El problema realmente serio, grave, profundo de este país no es si la hija del Rey es una delincuente o no. Esto pasa de poco de ser un chismorreo. A su cuenta se rasgan demasiadas vestiduras, hipócritamente. Ya me dirán: la séptima en la línea de sucesión. Como si fuera la vigésima. Que más da. No. Lo importante, relevante, trascendente para el país, es el deterioro institucional generalizado. Esto es el caso España.
El caso es la degradación del sistema institucional. Empezando por Jefatura del Estado, que está representada por un hombre que, a la vista bien ha quedado, no está en condiciones de sobrellevar esa carga, y sin embargo, sin que nadie explique por qué, ahí sigue.
El caso consiste en que la Casa del Rey yerra sin fin, una vez y otra –la última, el “martirio”: hay que tener cara dura-, y nadie reacciona o, al menos, nadie nos explica si se hace algo para evitar esas meteduras de pata, muy graves, que afectan negativamente al país. No es baladí que la imagen de España en el extranjero por culpa del Rey haya caído como nunca antes, desde sus cosas con la amante y la caza de elefantes. El paradigma es Latinoamérica.
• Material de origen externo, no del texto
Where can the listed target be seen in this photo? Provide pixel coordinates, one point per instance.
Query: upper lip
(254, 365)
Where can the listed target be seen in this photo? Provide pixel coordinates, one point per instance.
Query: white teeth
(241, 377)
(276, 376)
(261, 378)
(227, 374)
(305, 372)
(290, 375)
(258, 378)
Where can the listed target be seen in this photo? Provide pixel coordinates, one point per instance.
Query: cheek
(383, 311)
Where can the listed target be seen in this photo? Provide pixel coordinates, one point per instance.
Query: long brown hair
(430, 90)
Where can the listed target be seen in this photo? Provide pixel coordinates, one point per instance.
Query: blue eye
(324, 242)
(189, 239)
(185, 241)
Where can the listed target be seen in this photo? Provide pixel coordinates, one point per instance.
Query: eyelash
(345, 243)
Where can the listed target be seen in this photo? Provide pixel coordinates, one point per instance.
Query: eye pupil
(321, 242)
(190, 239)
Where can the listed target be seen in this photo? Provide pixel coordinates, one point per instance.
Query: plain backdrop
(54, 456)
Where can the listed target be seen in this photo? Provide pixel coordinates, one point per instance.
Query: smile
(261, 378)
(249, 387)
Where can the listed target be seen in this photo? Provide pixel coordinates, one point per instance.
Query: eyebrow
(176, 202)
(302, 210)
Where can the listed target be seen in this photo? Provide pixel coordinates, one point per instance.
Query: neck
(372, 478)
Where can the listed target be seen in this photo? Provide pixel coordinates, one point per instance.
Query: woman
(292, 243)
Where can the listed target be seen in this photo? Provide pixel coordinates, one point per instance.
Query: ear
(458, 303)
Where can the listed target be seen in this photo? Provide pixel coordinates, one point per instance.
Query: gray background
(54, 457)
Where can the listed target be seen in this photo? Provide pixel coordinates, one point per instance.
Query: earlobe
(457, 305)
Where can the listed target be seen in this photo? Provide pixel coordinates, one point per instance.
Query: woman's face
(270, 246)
Lo de Panamá es el último episodio –tras los de Argentina, Bolivia…- de nuestra decadencia irreversible por aquellos andurriales sin que la Jefatura de Estado se dé por preocupada y ocupada: si no sirve para eso, ¿para qué entonces?
El caso es también que tenemos un gobierno de un partido que está bajo muy severa sospecha de ser corrupto y que incluso existen papeles que como poco dan para enfadar al personal, y el ejecutivo, con Mariano Rajoy al frente, pues, nada, oigan, como si lloviera. No pasa nada. Pero ahí afuera lo saben. Y toman nota.
El caso es también que el principal partido opositor, que ha gobernado el país y que volverá a hacerlo, también está rigurosamente atacado por sospechas de corrupción masiva –unos 120 imputados, nada menos, con una ex ministra como estrella- y la dirección andaluza y nacional, como quien oye llover. Talmente el PP.
Todo esto es el verdadero caso España.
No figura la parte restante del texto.